Immuta Data Access Patterns
Audience: Data Owners, Data Users, and System Administrators
Content Summary: The Immuta data control plane does not require users to learn a new API or language to access data exposed there. Immuta plugs into existing tools and ongoing work while remaining completely invisible to downstream consumers by exposing the data through these foundational access patterns: the Immuta Query Engine, HDFS, the Immuta Virtual Filesystem, and SparkSQL.
Users are provided a basic Immuta PostgreSQL connection. The tables within this connection represent all the connected data across your organization. Those tables, however, are virtual tables, completely empty until a query is run. At query time the SQL is proxied through the virtual Immuta table down to the native database while enforcing the policy automatically. The Immuta SQL connection can be used within any Business Intelligence (BI) tool or integrated directly into code for interactive analysis.
Unlike the other access patterns, the Immuta HDFS access pattern is not virtual. The value in HDFS processing is to bring the code to the data, and as such, requires the Immuta policies to be enforced in-place on the data in the HDFS data nodes. Because of this, the Immuta HDFS layer can only act on data stored in HDFS. However, you are able to build complex subscription and granular access policies on objects stored in HDFS and retain all the rich audit capabilities provided by the other Immuta virtual layers.
This mountable filesystem, like the Query Engine, is virtual. The files represent connected data from across your organization in a directory hierarchy, yet all the files are empty. Once a file is read, the file is hydrated dynamically with the data from the underlying storage technology with the policies enforced automatically. Unlike the Query Engine, the Virtual Filesystem does cache results removing load from the remote storage technology and reducing latency from the client. That cache’s time to live is configurable per data source exposed in Immuta.

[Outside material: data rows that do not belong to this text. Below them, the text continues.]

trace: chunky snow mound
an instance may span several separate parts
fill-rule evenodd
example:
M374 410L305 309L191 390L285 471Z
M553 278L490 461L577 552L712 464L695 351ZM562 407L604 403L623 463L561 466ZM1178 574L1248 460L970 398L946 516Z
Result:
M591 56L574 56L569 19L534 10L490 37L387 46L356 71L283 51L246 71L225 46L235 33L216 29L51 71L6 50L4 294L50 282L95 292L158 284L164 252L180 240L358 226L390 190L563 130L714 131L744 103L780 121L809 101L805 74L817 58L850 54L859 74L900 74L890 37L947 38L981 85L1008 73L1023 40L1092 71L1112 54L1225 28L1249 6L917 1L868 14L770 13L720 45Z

Users are able to access subscribed data sources within their Spark Jobs by utilizing Spark SQL with the ImmutaContext class. All tables are virtual and are not populated until a query is materialized. When a query is materialized, data from metastore backed data sources, such as Hive and Impala, will be accessed using standard Spark libraries to access the data in the underlying files stored in HDFS. All other data source types will access data using the Query Engine which will proxy the query to the native database technology. Policies for each data source will be enforced automatically.